Arion despertó primero, el dolor en su hombro amortiguado por el ungüento de Elara. Se levantó con cuidado, estirando los músculos, y salió al claro. Pensaba en la daga fundida; lo aliviaba y lo inquietaba a partes iguales. Miró en el cielo, las nubes deshilachándose como hilos de lana, y pensó en Solara, en su madre, en la vida que había dejado atrás. “No puedo volver”, pensó, tensando el arco entre sus manos. “No hasta que entienda qué está pasando”.

Elara salió minutos después, con su mochila al hombro y la daga con el sol y la flor guardada en su cinturón. El mechón plateado en su cabello brillaba bajo la luz temprana, y sus ojos grises escudriñaron el bosque con una mezcla de cautela y determinación. Había revisado sus frascos al alba: acónito, beleño, mandrágora, todos listos. Recorrió la zona, recuperando sus dagas. La visión de Lunara en ruinas seguía clavada en su mente, y la presencia de “Rian”, el viajero que no era un simple viajero, la mantenía en guardia.

—Buenos días —dijo Arion, girándose hacia ella, su tono era ligero, pero con un trasfondo de cansancio.

—Podría ser mejor —respondió ella, ajustándose la capa—. ¿Hacia dónde vas ahora?

Él señaló al norte con la barbilla, hacia las montañas de Lunara que se alzaban como dientes grises en el horizonte.

—Allí —dijo—. Algo me dice que las respuestas están en esas tierras.

Elara frunció el ceño, con su mano rozando la daga.

—Ese es mi hogar —replicó—. ¿Qué buscas en Lunara?

—No lo sé aún —admitió él, encogiéndose de hombros—. Pero esa niebla, esas sombras... no eran de Solara. Vienen de más al norte.

Ella lo miró fijamente, sopesando sus palabras. La lógica encajaba: la visión, la maldición, el rumbo de la niebla.
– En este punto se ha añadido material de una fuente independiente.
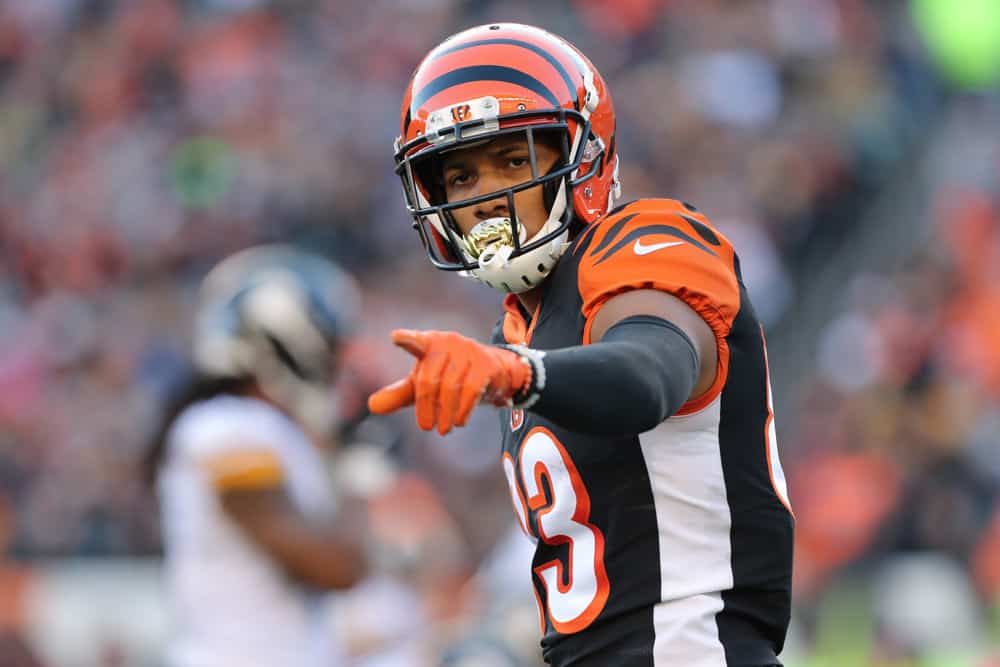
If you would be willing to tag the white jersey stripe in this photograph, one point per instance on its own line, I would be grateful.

Pero no confiaba del todo en él, no con esa actitud confiada que le recordaba al chico del festival.

—Entonces viajaremos juntos —decidió firme—. Pero mantén tu arco listo.

Arion sonrió, con una chispa de diversión en sus ojos dorados.

—Y tú, tus dagas, Lara —respondió—. Parece que nos necesitamos.

Caminaron por el sendero, el sol subía lentamente sobre sus cabezas. El bosque dio paso a colinas bajas, cubiertas de hierba que crujía bajo sus botas, y el aire se volvió más frío a medida que se acercaban a las montañas. Hablaron poco al principio, cada uno perdido en sus pensamientos, pero la cercanía forzada rompió el hielo. Arion señaló un halcón que volaba en círculos sobre ellos.

—Buen augurio en Solara —dijo—. Significa fuerza.

—En Lunara significa vigilancia —replicó Elara, siguiendo al ave con la mirada—. Nos recuerda que los ojos están siempre puestos en nosotros.

Él rio, fue un sonido breve y cálido.

—Nuestros reinos ven el mundo de forma distinta —comentó—. Me pregunto qué más nos separa.

Ella lo miró de reojo, notando cómo su risa suavizaba las líneas duras de su rostro.

—Quizá menos de lo que crees —respondió, más suave de lo que pretendía.

El camino los llevó a un puente de piedra sobre un río estrecho, sus aguas rugian con espuma blanca tras la tormenta. Mientras cruzaban, un crujido resonó desde los arbustos al otro lado, y ambos se detuvieron, armas en mano. Un grupo de bandidos emergió, cinco hombres de rostros curtidos y capas raídas, sus espadas y hachas brillaban bajo el sol. El líder, un tipo corpulento con una cicatriz cruzándole la mejilla, sonrió mostrando sus dientes torcidos.

—Bonito día para un robo —dijo, alzando su hacha—. Dejad vuestras cosas y quizá os dejemos ir.

Arion tensó el arco, una flecha lista en un instante.

—No creo que os guste cómo acaba esto —respondió, con voz fría como el acero.

Elara sacó una daga y un frasco de acónito, su postura era relajada pero letal.

—Última advertencia —añadió ella—. Retroceded.

Los bandidos rieron, avanzando con pasos pesados. Arion disparó primero, la flecha se clavó en el hombro del líder con un golpe seco, haciéndolo caer con un grito. Elara lanzó el frasco al suelo frente a los otros, estallando en una nube de vapor que los dejó tambaleándose, con sus ojos llorosos. Con un movimiento rápido, apuñaló al más cercano en la pierna, dejándolo fuera de combate, mientras Arion luchaba con un tercero.

Los dos últimos huyeron, tropezando entre los arbustos, y el líder gimió en el suelo, sujetándose el hombro.

—Largaos —gruñó Arion, acercándose con el arco aún tensado—. Y decid a quien os pague, que no somos presas fáciles.

Elara se inclinó sobre el herido, puso su daga rozándole el cuello.